Andy Crowl barely knew his recently deceased cousin, Craig Moore, so he’s especially surprised to be named as the sole beneficiary in Craig’s will. Not that there’s much to inherit: just an empty bank account and a run-down house.
Once Andy arrives in the town of Mortom, however, he’s drawn into his puzzle-obsessed cousin’s true legacy: a twisted and ominous treasure hunt. Beckoned by macabre clues of dead rats and cemetery keys, Andy jumps into the game, hoping to discover untold wealth. But unsavory secrets—and unanswered questions about Craig’s untimely demise—arise at every turn, leading Andy to wonder if he’s playing the game…or if the game is playing him.
Something’s rotten in Mortom. And this dead man’s game might not be all that Andy is doomed to lose.
Mortom is designed to be a mystery story that plays with the imagination. It does so successfully – but can be a hard read at times. I loved the puzzles and hints, I enjoyed watching as the main character slowly put together a convoluted situation with more reveals than a fashion show.
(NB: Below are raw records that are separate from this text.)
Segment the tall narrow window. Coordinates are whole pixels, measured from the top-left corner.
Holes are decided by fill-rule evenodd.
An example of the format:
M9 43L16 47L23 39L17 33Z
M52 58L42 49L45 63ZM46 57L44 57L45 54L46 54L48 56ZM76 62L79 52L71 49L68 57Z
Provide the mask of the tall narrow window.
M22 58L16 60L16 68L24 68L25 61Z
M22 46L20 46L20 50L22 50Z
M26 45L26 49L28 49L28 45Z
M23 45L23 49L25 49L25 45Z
Alternately, there were some passages that were intensely repetitive in their phrasing. The action isn’t heavy – and focuses more on the mystery and people involved. The main character’s almost a side character as there’s a lot of people involved as they bounce around town and get introduced to the folks involved. There’s a lot of story being put into a very short timeframe. The read itself is easy.
Small town dramas are always hit or miss to me. This one wasn’t outright bad or terrible – but I felt detached when reading it. I can’t tell if it was me – or the content. Events kept right on moving. Details were revealed one after the other leading to new questions to ask – the plot didn’t sit still on any one point for too long.
Yet, the story didn’t draw me in like other small town secret stories I’d read. The town’s covered up scandals and how they were found fit perfectly, the action picks up near the end, but as much as I wanted to like the mystery – this didn’t work for me.
I received a free copy of the book from the author in exchange for an honest review.